Aber dafür hatten sie ein paar bemerkenswert gute Kutschpferde im Stall.
Wenn es nicht um Pferde ging, war der Duke of Richmond einfach nicht interessiert. Der Unterhalt von Kutschen, angestammte Güter und persönliche Beziehungen entgingen völlig seiner Aufmerksamkeit.
»Ah, da sind wir ja«, rief die Duchess mit unverhohlener Erleichterung. Eine Viertelstunde später saßen sie in Brandons Loge im Theater und waren eifrig damit beschäftigt, die Zuschauerreihen nach Bekannten abzusuchen.
»Seht nur, Lady Endicott ist mit Lady Carrington gekommen – sie haben mir natürlich gesagt, dass sie da sein werden. In der Pause muss ich sie unbedingt in ihrer Loge begrüßen. Und Lord und Lady Brookmore sind auch anwesend. Seht nur, der Prinz von Bayern ist mit dem Marquess und der Marchioness of Winchester da. Sie sind anscheinend schon von ihrer Hochzeitsreise zurück!«
»Miss Harlow ist auch da«, bemerkte Clarissa. Brandon wurde sofort aufmerksam und begann, das Publikum nach ihr abzusuchen.
»In der Tat«, bemerkte Lady Richmond. Ihre Stimme troff vor Verachtung. Brandon blickte sie neugierig von der Seite an.

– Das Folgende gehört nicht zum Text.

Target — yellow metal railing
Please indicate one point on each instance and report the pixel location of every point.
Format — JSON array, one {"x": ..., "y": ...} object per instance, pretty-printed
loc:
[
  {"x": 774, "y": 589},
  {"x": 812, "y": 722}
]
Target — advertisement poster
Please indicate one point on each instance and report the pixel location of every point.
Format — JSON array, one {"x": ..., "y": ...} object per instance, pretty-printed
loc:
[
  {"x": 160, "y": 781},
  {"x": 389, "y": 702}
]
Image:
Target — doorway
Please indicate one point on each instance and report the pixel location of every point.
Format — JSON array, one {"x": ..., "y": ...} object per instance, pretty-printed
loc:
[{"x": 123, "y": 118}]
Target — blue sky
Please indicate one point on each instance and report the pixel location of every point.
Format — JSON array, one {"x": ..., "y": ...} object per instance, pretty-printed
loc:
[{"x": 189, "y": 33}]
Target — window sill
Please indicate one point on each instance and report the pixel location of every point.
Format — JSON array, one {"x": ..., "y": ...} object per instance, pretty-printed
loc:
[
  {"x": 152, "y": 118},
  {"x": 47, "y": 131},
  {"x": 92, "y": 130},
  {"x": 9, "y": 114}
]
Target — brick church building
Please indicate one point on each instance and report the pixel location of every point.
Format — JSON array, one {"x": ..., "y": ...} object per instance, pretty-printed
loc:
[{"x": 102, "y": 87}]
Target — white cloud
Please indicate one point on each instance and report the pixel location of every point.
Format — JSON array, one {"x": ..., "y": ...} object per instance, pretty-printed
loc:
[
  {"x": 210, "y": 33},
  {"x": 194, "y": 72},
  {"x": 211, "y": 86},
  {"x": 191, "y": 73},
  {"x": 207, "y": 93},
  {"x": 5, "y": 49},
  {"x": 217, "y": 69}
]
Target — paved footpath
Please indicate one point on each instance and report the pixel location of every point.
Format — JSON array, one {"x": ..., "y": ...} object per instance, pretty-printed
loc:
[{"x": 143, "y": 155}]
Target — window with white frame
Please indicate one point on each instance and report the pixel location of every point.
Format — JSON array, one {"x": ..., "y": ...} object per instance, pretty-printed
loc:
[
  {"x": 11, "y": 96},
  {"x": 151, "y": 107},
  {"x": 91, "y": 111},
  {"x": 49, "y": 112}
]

Clarissa bemerkte hingegen betont lässig: »Ich glaube, ich möchte ihr in der Pause einen Besuch abstatten.«
»Sie steht unter uns, Clarissa«, sagte Lady Richmond, und betonte damit das Offensichtliche.
Interessant war, dass Sophie in der Gunst der Duchess so weit gesunken war. Schließlich war es ursprünglich ihre Idee gewesen, Sophie zu beteiligen. Brandon kannte den Grund für ihren Sinneswandel sehr genau.
Er gab sich keine Mühe, sein Interesse an dieser Frau zu verbergen, wie es sich gehörte. Seine Verlobte war da nicht anders. In diesem Moment blickte Clarissa mit einem strahlenden Lächeln in von Vennigans Richtung.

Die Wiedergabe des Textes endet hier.